Des Casques bleus sénégalais patrouillent à Goma, dans l'est de la RDC, le 14 janvier 2016. © Abel Kavanagh/Monusco/Flickr

Des Casques bleus sénégalais patrouillent à Goma, dans l'est de la RDC, le 14 janvier 2016. © Abel Kavanagh/Monusco/Flickr

Les revues stratégiques sont choses habituelles pour les opérations de l’ONU – concernant la Monusco, la dernière date de 2017. Mais depuis l’élection de Félix Tshisekedi, la question d’un retrait des Casques bleus se pose avec une acuité nouvelle. Si les résultats de la présidentielle ont été contestés, le scrutin en lui-même n’a pas provoqué de recrudescence de la ­violence.

Certains groupes, notamment au Kasaï, ont même volontairement déposé les armes, espérant bénéficier d’un nouveau programme de désarmement, démobilisation et réintégration (DDR), comme le pays en a tant connu. Est-ce un signe ? En mars dernier, le Conseil de sécurité a prolongé le mandat de la Monusco de neuf mois, contre douze les années précédentes. Jean-Yves Le Drian, le ministre des Affaires étrangères français, qui « tient la plume » sur le dossier congolais à New York, affirmait que « ce délai permettrait de réfléchir au temps d’après : celui d’un désengagement progressif ».

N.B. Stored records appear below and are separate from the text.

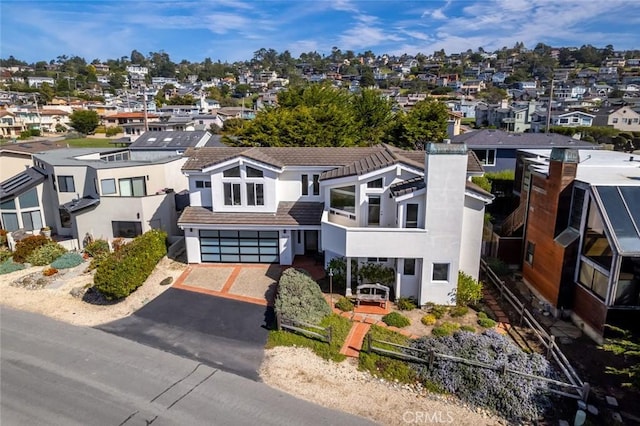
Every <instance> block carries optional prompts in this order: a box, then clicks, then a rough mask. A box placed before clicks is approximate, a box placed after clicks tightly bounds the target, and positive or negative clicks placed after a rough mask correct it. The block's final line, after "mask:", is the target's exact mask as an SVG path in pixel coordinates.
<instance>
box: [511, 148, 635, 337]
mask: <svg viewBox="0 0 640 426" xmlns="http://www.w3.org/2000/svg"><path fill="white" fill-rule="evenodd" d="M517 161H518V163H519V166H518V169H520V170H523V171H524V172H523V173H519V174H516V187H517V188H520V194H521V201H522V205H524V206H525V208H524V212H525V215H524V234H523V237H522V238H523V240H524V241H523V242H524V246H523V247H524V249H523V253H522V258H523V262H522V276H523V280H524V282H525V283H526V284H527V285H528V287H529V288H530V290H531V291H532V292H533V294H534V295H535V296H537V297H538V298H539V299H540V300H542V301H544V302H546V303H547V304H548V306H550V308H551V311H552V313H553V314H558V313H559V312H563V311H564V312H567V313H571V315H572V316H573V319H574V320H575V322H577V323H578V324H579V325H581V326H582V329H583V330H584V332H585V333H587V334H588V335H589V336H591V337H592V338H594V339H595V340H598V341H601V340H602V337H603V336H604V335H605V333H606V331H607V330H606V327H605V324H612V325H617V326H620V327H623V328H625V329H632V330H633V329H635V330H638V329H640V158H639V157H638V156H637V155H635V156H634V155H633V154H631V155H630V154H627V153H623V152H614V151H606V150H577V149H569V148H553V149H551V150H549V149H546V150H521V151H519V154H518V160H517Z"/></svg>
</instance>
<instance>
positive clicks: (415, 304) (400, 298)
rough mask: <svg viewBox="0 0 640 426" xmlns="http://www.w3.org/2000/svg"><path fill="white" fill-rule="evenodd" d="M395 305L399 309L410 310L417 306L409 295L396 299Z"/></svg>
mask: <svg viewBox="0 0 640 426" xmlns="http://www.w3.org/2000/svg"><path fill="white" fill-rule="evenodd" d="M396 305H397V306H398V309H400V310H401V311H412V310H414V309H416V308H417V305H416V303H415V302H414V300H413V299H411V298H410V297H400V298H399V299H398V300H397V301H396Z"/></svg>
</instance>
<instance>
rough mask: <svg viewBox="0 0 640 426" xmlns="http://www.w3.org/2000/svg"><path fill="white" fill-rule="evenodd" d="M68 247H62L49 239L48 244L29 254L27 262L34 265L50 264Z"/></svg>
mask: <svg viewBox="0 0 640 426" xmlns="http://www.w3.org/2000/svg"><path fill="white" fill-rule="evenodd" d="M66 252H67V249H65V248H64V247H62V246H61V245H60V244H58V243H56V242H55V241H49V242H48V243H47V244H45V245H43V246H40V247H38V248H37V249H35V250H34V251H32V252H31V253H29V255H28V256H27V262H29V263H31V264H32V265H34V266H44V265H48V264H50V263H51V262H53V261H54V260H56V259H57V258H59V257H60V256H62V255H63V254H65V253H66Z"/></svg>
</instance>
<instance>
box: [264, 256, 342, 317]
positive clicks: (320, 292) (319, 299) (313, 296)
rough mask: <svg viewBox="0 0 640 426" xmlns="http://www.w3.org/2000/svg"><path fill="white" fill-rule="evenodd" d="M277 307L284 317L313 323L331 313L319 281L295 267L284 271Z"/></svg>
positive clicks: (281, 279)
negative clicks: (325, 298)
mask: <svg viewBox="0 0 640 426" xmlns="http://www.w3.org/2000/svg"><path fill="white" fill-rule="evenodd" d="M275 308H276V312H277V313H278V314H280V315H281V316H282V317H283V318H286V319H289V320H294V321H303V322H308V323H311V324H318V323H320V321H322V319H323V318H324V317H325V316H327V315H329V314H330V313H331V307H330V306H329V304H328V303H327V301H326V300H325V298H324V296H323V295H322V291H321V290H320V286H318V283H316V282H315V281H313V279H312V278H311V277H310V276H309V275H307V274H305V273H303V272H301V271H299V270H297V269H295V268H289V269H287V270H285V271H284V272H283V273H282V276H281V277H280V282H279V284H278V297H277V298H276V306H275Z"/></svg>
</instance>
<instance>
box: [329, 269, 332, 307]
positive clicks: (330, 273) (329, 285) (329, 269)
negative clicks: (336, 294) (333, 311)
mask: <svg viewBox="0 0 640 426" xmlns="http://www.w3.org/2000/svg"><path fill="white" fill-rule="evenodd" d="M329 299H330V300H331V309H333V269H332V268H329Z"/></svg>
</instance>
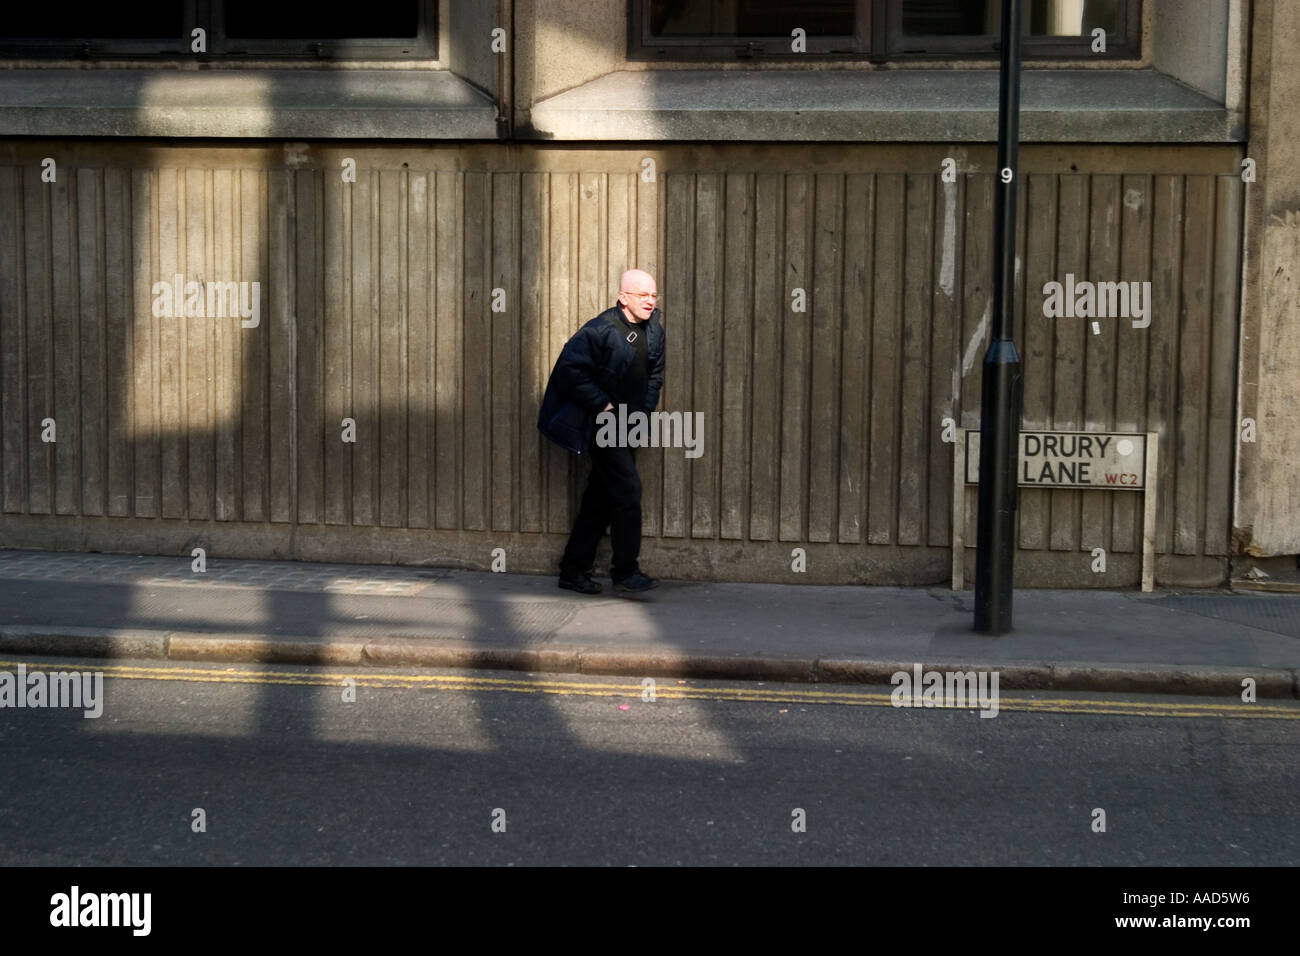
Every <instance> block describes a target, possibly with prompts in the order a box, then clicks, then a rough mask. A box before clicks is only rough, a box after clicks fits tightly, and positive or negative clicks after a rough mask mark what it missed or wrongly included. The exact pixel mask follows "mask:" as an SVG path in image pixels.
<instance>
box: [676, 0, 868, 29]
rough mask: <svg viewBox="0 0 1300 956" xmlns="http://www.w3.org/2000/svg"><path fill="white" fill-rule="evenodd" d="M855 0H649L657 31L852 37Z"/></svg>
mask: <svg viewBox="0 0 1300 956" xmlns="http://www.w3.org/2000/svg"><path fill="white" fill-rule="evenodd" d="M855 25H857V3H855V0H813V1H811V3H800V1H798V0H650V34H651V35H653V36H789V35H790V31H792V30H794V29H796V27H800V29H802V30H803V31H806V34H807V35H809V36H850V35H853V34H854V29H855Z"/></svg>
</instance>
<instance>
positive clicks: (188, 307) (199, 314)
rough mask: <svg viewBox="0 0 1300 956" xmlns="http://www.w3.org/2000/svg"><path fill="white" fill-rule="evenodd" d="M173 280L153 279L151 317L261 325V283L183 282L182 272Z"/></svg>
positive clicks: (259, 282)
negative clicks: (204, 319)
mask: <svg viewBox="0 0 1300 956" xmlns="http://www.w3.org/2000/svg"><path fill="white" fill-rule="evenodd" d="M173 280H174V281H172V282H168V281H166V280H162V281H160V282H155V284H153V287H152V290H151V291H152V293H153V317H155V319H234V317H237V316H238V317H239V319H242V321H240V323H239V325H240V326H243V328H246V329H256V328H257V326H259V325H260V324H261V282H198V281H194V280H191V281H188V282H186V281H185V276H183V274H182V273H179V272H178V273H177V274H175V276H174V277H173Z"/></svg>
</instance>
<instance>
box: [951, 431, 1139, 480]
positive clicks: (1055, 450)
mask: <svg viewBox="0 0 1300 956" xmlns="http://www.w3.org/2000/svg"><path fill="white" fill-rule="evenodd" d="M1015 477H1017V481H1018V484H1019V485H1021V488H1105V489H1109V490H1115V492H1119V490H1126V492H1140V490H1144V489H1145V488H1147V436H1145V434H1143V433H1140V432H1114V433H1106V434H1100V433H1097V432H1021V459H1019V467H1018V468H1017V475H1015ZM966 483H967V484H971V485H975V484H979V432H978V431H975V429H971V431H969V432H966Z"/></svg>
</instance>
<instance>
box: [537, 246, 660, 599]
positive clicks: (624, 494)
mask: <svg viewBox="0 0 1300 956" xmlns="http://www.w3.org/2000/svg"><path fill="white" fill-rule="evenodd" d="M658 299H659V297H658V289H656V287H655V282H654V276H651V274H650V273H649V272H642V271H641V269H629V271H628V272H624V273H623V276H621V277H620V280H619V302H617V304H615V306H611V307H610V308H607V310H606V311H603V312H601V315H598V316H597V317H595V319H593V320H591V321H589V323H588V324H586V325H584V326H582V328H581V329H578V330H577V333H576V334H575V336H573V338H571V339H569V341H568V342H567V343H565V345H564V350H563V351H562V352H560V356H559V359H558V360H556V362H555V368H554V371H552V372H551V378H550V381H549V382H547V384H546V395H545V397H543V398H542V411H541V415H539V416H538V420H537V427H538V428H539V429H541V431H542V434H545V436H546V437H547V438H550V440H551V441H555V442H556V444H559V445H562V446H563V447H567V449H568V450H569V451H573V453H575V454H577V455H580V457H590V459H591V473H590V476H589V477H588V481H586V490H585V492H584V493H582V505H581V509H580V510H578V515H577V520H576V522H575V523H573V531H572V533H571V535H569V540H568V545H567V546H565V548H564V557H563V558H560V587H562V588H567V589H568V591H576V592H578V593H581V594H599V593H601V591H602V587H601V584H599V583H598V581H597V580H594V579H593V578H591V574H593V571H594V570H595V568H594V564H595V549H597V546H598V545H599V544H601V538H602V537H603V536H604V529H606V528H608V529H610V545H611V546H612V548H614V559H612V562H611V564H610V578H611V579H612V581H614V589H615V591H624V592H638V591H649V589H650V588H654V587H655V585H656V584H658V581H656V580H654V579H653V578H649V576H646V575H645V574H642V571H641V567H640V566H638V563H637V561H638V557H640V554H641V476H640V475H637V460H636V447H628V446H623V445H619V444H615V445H611V446H603V445H601V444H599V442H597V440H595V431H597V428H595V418H597V415H599V414H601V412H602V411H616V408H617V406H620V405H625V406H627V412H628V414H632V412H634V411H643V412H651V411H654V410H655V407H656V406H658V405H659V390H660V389H662V388H663V352H664V333H663V323H662V321H660V319H659V310H658V308H656V304H658Z"/></svg>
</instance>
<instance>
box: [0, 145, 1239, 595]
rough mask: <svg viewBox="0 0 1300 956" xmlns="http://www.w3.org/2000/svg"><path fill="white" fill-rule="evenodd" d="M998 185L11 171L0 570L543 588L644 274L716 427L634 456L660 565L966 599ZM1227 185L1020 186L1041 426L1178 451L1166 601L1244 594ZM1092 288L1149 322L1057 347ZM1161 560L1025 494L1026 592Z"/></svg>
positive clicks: (15, 165)
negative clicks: (1128, 306)
mask: <svg viewBox="0 0 1300 956" xmlns="http://www.w3.org/2000/svg"><path fill="white" fill-rule="evenodd" d="M44 156H52V157H56V160H57V179H56V181H55V182H44V181H43V179H42V166H40V160H42V157H44ZM945 156H956V157H957V159H958V163H959V168H961V169H962V170H963V172H962V174H961V176H959V177H958V179H957V182H954V183H945V182H943V181H941V178H940V164H941V161H943V159H944V157H945ZM344 157H350V159H354V160H355V161H356V168H357V173H356V182H352V183H344V182H342V177H341V168H342V166H341V163H342V160H343V159H344ZM643 159H653V160H654V161H655V168H654V172H655V177H654V181H647V176H646V174H645V170H646V166H645V164H643V163H642V160H643ZM992 166H993V155H992V150H985V148H978V150H976V148H972V150H970V151H954V150H952V148H930V147H889V148H884V147H870V146H861V147H841V146H829V147H827V146H818V147H797V146H788V147H776V146H774V147H763V146H749V147H673V148H667V150H660V151H642V150H610V148H595V150H565V148H558V147H556V148H547V147H536V148H534V147H506V146H481V147H459V148H458V147H434V148H399V147H385V148H355V150H350V148H328V150H316V148H311V147H307V146H289V147H265V148H248V150H231V148H224V147H222V148H207V147H204V146H195V147H185V148H152V147H140V146H130V144H94V143H78V144H73V143H21V144H19V143H9V144H6V146H5V147H4V148H3V152H0V352H3V363H4V365H3V372H4V381H3V388H0V418H3V444H0V455H3V458H0V481H3V484H0V494H3V512H4V518H3V522H0V544H8V545H18V546H65V548H101V549H107V550H131V549H135V550H156V551H177V553H179V551H182V550H186V549H188V548H190V546H194V545H205V546H208V548H211V549H212V551H213V553H218V554H220V553H227V554H242V555H246V557H259V555H273V554H292V555H300V557H311V558H328V559H339V561H348V559H357V561H437V562H455V563H464V564H471V566H486V564H487V563H489V561H490V553H491V549H493V548H498V546H499V548H506V550H507V555H508V567H510V570H512V571H513V570H520V571H521V570H541V571H549V570H551V568H552V567H554V562H555V558H556V557H558V553H559V549H560V546H562V545H563V538H564V535H565V533H567V531H568V527H569V522H571V518H572V512H573V505H575V489H576V483H577V479H578V477H580V472H581V470H580V468H577V467H575V464H573V463H572V460H571V459H569V458H568V457H567V455H565V454H564V453H560V451H558V450H556V449H554V447H551V446H549V445H547V444H546V442H545V441H543V440H541V438H539V436H538V433H537V432H536V428H534V421H536V414H537V406H538V402H539V397H541V392H542V389H543V386H545V382H546V376H547V373H549V371H550V367H551V364H552V362H554V359H555V356H556V355H558V354H559V350H560V347H562V346H563V343H564V341H565V338H567V337H568V336H569V334H571V333H572V332H573V330H575V329H576V328H577V326H578V325H580V324H581V323H582V321H585V320H586V319H589V317H590V316H593V315H595V313H597V312H598V311H601V310H602V308H604V307H607V306H608V304H611V303H612V302H614V298H615V293H616V290H617V276H619V273H620V272H621V271H623V269H624V268H627V267H629V265H638V267H641V268H646V269H649V271H651V272H654V273H655V274H656V277H658V280H659V287H660V290H662V291H663V293H664V303H663V312H664V321H666V326H667V330H668V375H667V386H666V390H664V397H663V402H662V405H660V407H662V408H669V410H682V411H699V412H703V421H705V454H703V455H702V457H701V458H698V459H688V458H685V455H684V454H682V451H681V450H677V449H668V450H654V451H650V450H647V451H642V453H641V462H642V466H641V470H642V476H643V479H645V488H646V494H645V506H646V507H645V531H646V535H647V541H646V551H645V562H643V563H645V564H646V566H647V568H649V570H651V572H655V574H663V575H667V576H675V575H676V576H688V575H689V576H705V578H719V579H728V578H740V579H771V580H787V579H790V580H802V581H832V580H836V581H846V580H855V581H871V583H893V581H898V583H923V581H940V580H944V579H945V578H946V574H948V568H949V551H948V548H949V541H950V533H952V528H950V507H952V505H950V501H952V498H950V496H952V447H950V446H949V445H945V444H944V442H943V440H941V424H940V423H941V420H943V419H944V418H945V416H952V418H953V419H954V420H956V421H957V423H958V424H961V425H965V427H969V428H974V427H978V424H979V373H980V359H982V356H983V349H984V338H983V336H984V333H985V332H987V319H988V308H989V274H991V261H992V259H991V234H992V199H993V179H992V176H991V173H988V172H970V170H989V169H992ZM1239 168H1240V152H1239V151H1238V150H1235V148H1226V147H1222V148H1221V147H1204V148H1179V150H1165V148H1141V147H1138V148H1069V150H1063V148H1054V147H1050V148H1049V147H1027V148H1026V150H1024V151H1023V170H1024V174H1026V177H1027V186H1026V187H1024V189H1022V200H1023V208H1024V221H1026V222H1027V228H1026V229H1024V232H1023V233H1022V269H1021V281H1022V287H1021V290H1019V295H1021V299H1019V300H1021V303H1022V313H1023V315H1022V317H1021V321H1019V326H1018V330H1017V341H1018V342H1019V343H1021V347H1022V352H1023V356H1024V375H1026V393H1024V394H1026V408H1024V425H1026V428H1054V429H1122V431H1148V429H1149V431H1156V432H1160V433H1161V440H1162V455H1161V464H1162V467H1161V494H1160V520H1158V538H1157V550H1158V551H1160V553H1161V555H1162V558H1161V563H1160V568H1161V571H1160V579H1161V580H1162V581H1165V583H1208V581H1210V580H1217V579H1218V578H1221V576H1222V575H1223V572H1225V570H1226V559H1225V555H1226V554H1227V546H1229V531H1230V528H1229V525H1230V514H1229V505H1230V496H1231V484H1230V481H1231V467H1232V442H1234V425H1232V418H1234V401H1235V399H1234V395H1235V381H1234V375H1235V373H1234V369H1235V362H1236V315H1238V287H1239V281H1238V264H1239V243H1240V208H1239V207H1240V200H1242V182H1240V178H1239V176H1238V174H1236V170H1239ZM1067 272H1070V273H1074V274H1075V276H1076V277H1079V278H1089V280H1093V281H1101V280H1123V281H1144V280H1149V281H1152V284H1153V298H1154V302H1153V320H1152V324H1151V326H1149V328H1148V329H1134V328H1131V326H1130V323H1127V321H1117V320H1105V321H1102V323H1101V332H1100V334H1093V333H1092V330H1091V329H1089V324H1088V323H1087V321H1086V320H1080V319H1045V317H1044V316H1043V310H1041V303H1043V295H1041V291H1040V290H1041V287H1043V284H1044V282H1047V281H1049V280H1063V278H1065V274H1066V273H1067ZM177 273H181V274H183V277H185V280H186V281H191V280H194V281H204V282H216V281H231V282H252V281H257V282H259V284H260V294H261V299H260V325H259V326H257V328H242V326H240V321H239V319H237V317H235V319H231V317H221V319H212V317H198V316H190V317H157V316H155V315H153V310H152V304H153V299H155V295H153V293H152V289H153V284H155V282H157V281H160V280H168V281H170V280H172V277H173V276H174V274H177ZM494 289H499V290H502V293H500V298H499V299H498V302H502V303H503V306H504V311H502V312H494V311H493V308H491V306H493V300H494V294H493V290H494ZM800 289H802V290H803V293H805V294H806V302H807V311H806V312H797V311H794V310H793V307H792V306H793V302H794V295H796V290H800ZM45 418H53V419H55V420H56V427H57V441H56V442H51V444H47V442H43V441H42V420H43V419H45ZM344 418H351V419H355V421H356V441H355V444H346V442H343V441H342V440H341V423H342V420H343V419H344ZM969 540H974V515H971V525H970V529H969ZM1139 544H1140V503H1139V499H1138V497H1136V496H1131V494H1122V493H1104V492H1050V493H1049V492H1041V490H1030V492H1026V493H1024V496H1023V498H1022V514H1021V546H1022V549H1023V550H1022V555H1021V561H1019V571H1021V576H1019V579H1021V581H1022V583H1023V584H1031V585H1032V584H1071V585H1080V587H1088V585H1097V584H1104V585H1112V587H1114V585H1117V584H1126V583H1134V581H1136V579H1138V562H1136V553H1138V551H1139ZM796 546H803V548H806V549H807V554H809V571H807V574H805V575H798V576H792V575H790V570H789V567H790V550H792V548H796ZM1096 546H1102V548H1106V549H1108V551H1112V553H1113V559H1112V562H1110V571H1109V572H1108V575H1105V576H1097V575H1093V574H1092V572H1091V571H1089V562H1091V558H1089V551H1091V549H1092V548H1096ZM186 553H187V550H186Z"/></svg>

Lors d'une mission de la Division de désarmement de la Monusco, qui a obtenu du chef rebelle Maï Maï Yakutumba une déclaration l’engageant à ne plus recruter ni utiliser d'enfants dans son groupe armé, en mars 2019 dans le territoire de Fizi, dans le Sud-Kivu. © Photo MONUSCO/Jacob de Lange

Lors d'une mission de la Division de désarmement de la Monusco, qui a obtenu du chef rebelle Maï Maï Yakutumba une déclaration l’engageant à ne plus recruter ni utiliser d'enfants dans son groupe armé, en mars 2019 dans le territoire de Fizi, dans le Sud-Kivu. © Photo MONUSCO/Jacob de Lange

C’est donc dans un climat morose que le personnel de la Monusco fêtera les 20 ans de l’opération, en novembre prochain. Nombre d’agents s’attendent à devoir plier bagage sous deux à trois ans, tournant ainsi une page de l’histoire congolaise.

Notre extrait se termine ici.